A Kubernetes-native platform for building modern, declarative data pipelines with clear boundaries between ingestion and transformation.
- 🎛️ Kubernetes Operator - Go-based CRD management and pipeline orchestration
- 📥 Ingest Workload - Type-safe data ingestion (Python)
- 🔄 Transform Workload - dbt-based data transformation
- ⚡ Trigger Workload - Event-driven pipeline activation (Go)
- 🛠️ Development Environment - Local development setup and database provisioning
- ☁️ Infrastructure - Cloud infrastructure automation and deployment
- 📋 Examples - Comprehensive YAML examples and use cases
A complete solution for orchestrating data pipelines in Kubernetes environments. Combines a powerful Kubernetes operator with specialized workloads to provide a declarative, event-driven approach to data pipeline management.
- Unified Pipeline Lifecycle - Connect ingestion with transformation in a single application lifecycle
- Native Kubernetes Resources - Each step runs on 100% native K8s resources
- Event-Driven Orchestration - React to file drops, Pub/Sub messages, and BigQuery updates
- Built-in Observability - Comprehensive status tracking and monitoring
Pipeline Forge consists of two main components:
Go-based CRD management and pipeline orchestration
- Custom Resource Definitions (CRDs) for pipeline definition
- Automatic reconciliation and lifecycle management
- RBAC integration and resource management
- Event-driven trigger management
Production-ready data processing components
- Ingest - Type-safe data ingestion from MySQL, PostgreSQL to BigQuery
- Transform - dbt-based data transformation
- Trigger - Event processing for GCS, Pub/Sub, and BigQuery
Component | Technology | Purpose |
---|---|---|
Operator | Go, Kubernetes, Kubebuilder | Pipeline orchestration and CRD management |
Ingest | Python 3.13+, Pydantic, Typer | Type-safe data ingestion with validation |
Transform | dbt Core, BigQuery | Data transformation and analytics |
Triggers | Go, Google Cloud APIs | Event-driven pipeline activation |
Dev Environment | Docker Compose, SQL | Local development and testing |
Infrastructure | Terraform, GCP | Cloud infrastructure automation |
pipeline-forge/
├── operator/ # Kubernetes operator (Go)
├── workloads/ # Data processing components
│ ├── ingest/ # Type-safe ingestion (Python)
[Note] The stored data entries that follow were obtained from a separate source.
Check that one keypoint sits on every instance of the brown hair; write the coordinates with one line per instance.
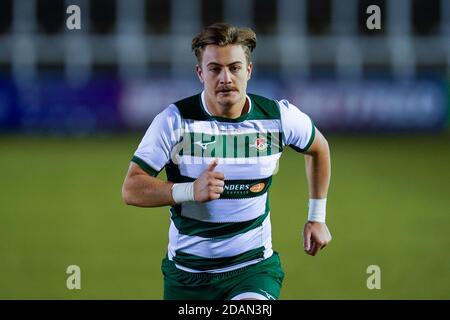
(223, 34)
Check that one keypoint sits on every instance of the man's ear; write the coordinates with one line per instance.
(199, 72)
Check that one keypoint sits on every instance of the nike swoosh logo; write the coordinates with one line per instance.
(204, 145)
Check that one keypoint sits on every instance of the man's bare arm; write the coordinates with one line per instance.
(318, 171)
(142, 190)
(318, 167)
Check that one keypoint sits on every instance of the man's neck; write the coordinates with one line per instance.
(232, 112)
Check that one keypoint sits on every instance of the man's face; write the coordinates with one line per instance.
(224, 72)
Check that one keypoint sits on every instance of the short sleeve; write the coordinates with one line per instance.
(154, 151)
(298, 128)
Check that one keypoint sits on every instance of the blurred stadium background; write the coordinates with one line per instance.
(74, 105)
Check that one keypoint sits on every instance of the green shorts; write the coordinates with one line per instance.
(263, 279)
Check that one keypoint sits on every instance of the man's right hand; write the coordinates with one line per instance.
(209, 185)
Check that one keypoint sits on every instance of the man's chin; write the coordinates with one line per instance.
(229, 98)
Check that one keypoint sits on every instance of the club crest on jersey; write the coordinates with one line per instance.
(260, 144)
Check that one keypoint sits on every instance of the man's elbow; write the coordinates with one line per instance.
(127, 196)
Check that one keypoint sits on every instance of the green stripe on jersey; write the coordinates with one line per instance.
(214, 230)
(204, 264)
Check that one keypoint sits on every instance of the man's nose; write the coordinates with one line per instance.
(225, 77)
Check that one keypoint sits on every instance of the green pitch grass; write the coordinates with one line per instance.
(389, 205)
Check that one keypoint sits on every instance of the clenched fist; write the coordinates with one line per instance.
(209, 185)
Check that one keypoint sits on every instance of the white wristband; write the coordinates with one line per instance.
(317, 210)
(183, 192)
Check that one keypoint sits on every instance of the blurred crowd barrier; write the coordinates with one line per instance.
(111, 104)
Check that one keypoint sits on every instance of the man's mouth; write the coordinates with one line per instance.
(225, 91)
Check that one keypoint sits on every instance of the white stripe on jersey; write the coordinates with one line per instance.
(221, 248)
(244, 168)
(225, 210)
(231, 128)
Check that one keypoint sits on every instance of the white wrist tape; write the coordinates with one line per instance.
(183, 192)
(317, 210)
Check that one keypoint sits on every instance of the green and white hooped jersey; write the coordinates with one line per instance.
(233, 231)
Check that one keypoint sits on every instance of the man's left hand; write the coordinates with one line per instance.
(315, 237)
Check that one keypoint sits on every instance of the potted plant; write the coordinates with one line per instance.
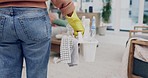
(105, 16)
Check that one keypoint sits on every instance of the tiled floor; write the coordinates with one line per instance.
(107, 63)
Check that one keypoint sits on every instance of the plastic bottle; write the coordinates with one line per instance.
(93, 27)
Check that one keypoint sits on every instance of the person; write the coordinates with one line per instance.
(25, 33)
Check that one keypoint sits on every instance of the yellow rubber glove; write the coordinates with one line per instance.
(75, 23)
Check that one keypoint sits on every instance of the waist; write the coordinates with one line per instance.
(23, 4)
(20, 10)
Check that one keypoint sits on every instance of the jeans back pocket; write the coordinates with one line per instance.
(35, 28)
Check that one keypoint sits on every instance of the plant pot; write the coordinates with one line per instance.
(102, 30)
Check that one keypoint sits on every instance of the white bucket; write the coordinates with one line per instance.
(88, 50)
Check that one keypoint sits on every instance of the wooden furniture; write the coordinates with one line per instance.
(132, 48)
(131, 55)
(55, 45)
(138, 29)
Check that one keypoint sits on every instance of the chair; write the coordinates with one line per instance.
(134, 42)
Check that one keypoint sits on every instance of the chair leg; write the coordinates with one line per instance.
(130, 60)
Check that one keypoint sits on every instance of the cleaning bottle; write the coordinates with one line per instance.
(93, 27)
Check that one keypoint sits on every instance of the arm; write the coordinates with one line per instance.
(66, 6)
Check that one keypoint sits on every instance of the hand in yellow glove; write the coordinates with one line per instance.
(75, 23)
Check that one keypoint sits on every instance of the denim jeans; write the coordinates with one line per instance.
(24, 34)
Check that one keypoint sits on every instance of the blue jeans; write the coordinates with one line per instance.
(24, 34)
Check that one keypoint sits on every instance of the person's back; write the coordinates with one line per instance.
(25, 33)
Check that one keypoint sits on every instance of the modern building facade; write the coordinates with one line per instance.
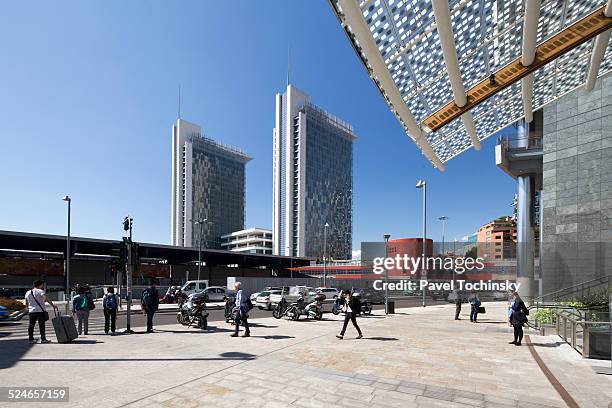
(208, 183)
(251, 241)
(312, 179)
(496, 239)
(577, 188)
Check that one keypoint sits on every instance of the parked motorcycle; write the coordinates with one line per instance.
(193, 312)
(312, 310)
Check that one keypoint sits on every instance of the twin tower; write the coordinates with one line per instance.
(312, 183)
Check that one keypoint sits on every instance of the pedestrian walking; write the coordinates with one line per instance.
(242, 307)
(35, 302)
(110, 305)
(81, 307)
(475, 304)
(351, 308)
(518, 317)
(149, 303)
(458, 301)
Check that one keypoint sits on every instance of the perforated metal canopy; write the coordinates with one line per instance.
(425, 54)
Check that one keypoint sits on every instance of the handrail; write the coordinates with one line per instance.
(603, 279)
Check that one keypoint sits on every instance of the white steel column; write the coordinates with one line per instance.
(447, 41)
(354, 18)
(599, 51)
(530, 34)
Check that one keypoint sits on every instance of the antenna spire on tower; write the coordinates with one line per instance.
(288, 63)
(179, 103)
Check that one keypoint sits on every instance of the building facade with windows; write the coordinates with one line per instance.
(312, 179)
(208, 183)
(497, 239)
(251, 240)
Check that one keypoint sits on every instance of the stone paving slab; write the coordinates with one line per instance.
(416, 358)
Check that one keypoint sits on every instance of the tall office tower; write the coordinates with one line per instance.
(208, 182)
(313, 179)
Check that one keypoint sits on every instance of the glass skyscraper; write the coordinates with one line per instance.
(208, 182)
(313, 179)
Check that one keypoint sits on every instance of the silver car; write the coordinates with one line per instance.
(263, 300)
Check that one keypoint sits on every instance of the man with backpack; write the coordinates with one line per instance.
(243, 305)
(81, 304)
(150, 303)
(110, 305)
(35, 302)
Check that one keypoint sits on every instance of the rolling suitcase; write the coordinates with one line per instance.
(65, 329)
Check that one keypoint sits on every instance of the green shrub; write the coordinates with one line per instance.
(11, 304)
(543, 316)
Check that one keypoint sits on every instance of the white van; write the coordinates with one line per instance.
(194, 286)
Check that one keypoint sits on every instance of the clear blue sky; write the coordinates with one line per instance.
(88, 94)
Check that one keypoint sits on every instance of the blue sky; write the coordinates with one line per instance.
(88, 94)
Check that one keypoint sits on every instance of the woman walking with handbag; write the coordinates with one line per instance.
(475, 306)
(518, 317)
(351, 307)
(35, 302)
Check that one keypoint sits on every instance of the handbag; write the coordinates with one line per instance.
(45, 313)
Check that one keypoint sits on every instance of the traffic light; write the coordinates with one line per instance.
(135, 257)
(120, 255)
(127, 223)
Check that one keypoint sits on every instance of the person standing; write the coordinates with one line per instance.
(243, 305)
(475, 304)
(110, 305)
(458, 301)
(35, 302)
(518, 317)
(150, 303)
(80, 307)
(351, 308)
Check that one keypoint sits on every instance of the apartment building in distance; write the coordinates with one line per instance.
(208, 183)
(496, 240)
(312, 180)
(250, 240)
│ ├── transform/ # dbt transformations
│ └── trigger/ # Event processing (Go)
├── dev/ # Development environment setup
├── infrastructure/ # Cloud infrastructure automation
└── docs/ # Documentation
Current State: Work in Progress
Component | Status | Description |
---|---|---|
🎛️ Operator API | ⚡ Functional | CRD definitions and API contracts |
🎛️ Operator Reconciliation | 🚧 In Development | Pipeline orchestration and lifecycle management |
📥 Ingest Workload | ⚡ Functional | Type-safe data ingestion (Python) |
🔄 Transform Workload | ⚡ Functional | dbt-core data transformation |
⚡ Trigger Workload | 🚧 In Development | Event-driven pipeline activation (Go) |
This project is licensed under the Apache License 2.0. See the LICENSE file for details.
Contributions are welcome! Please open an issue first to discuss any changes before submitting a pull request.
This is a personal open-source project, developed independently on my own time and equipment.
It is not affiliated with, endorsed by, or representing my employer.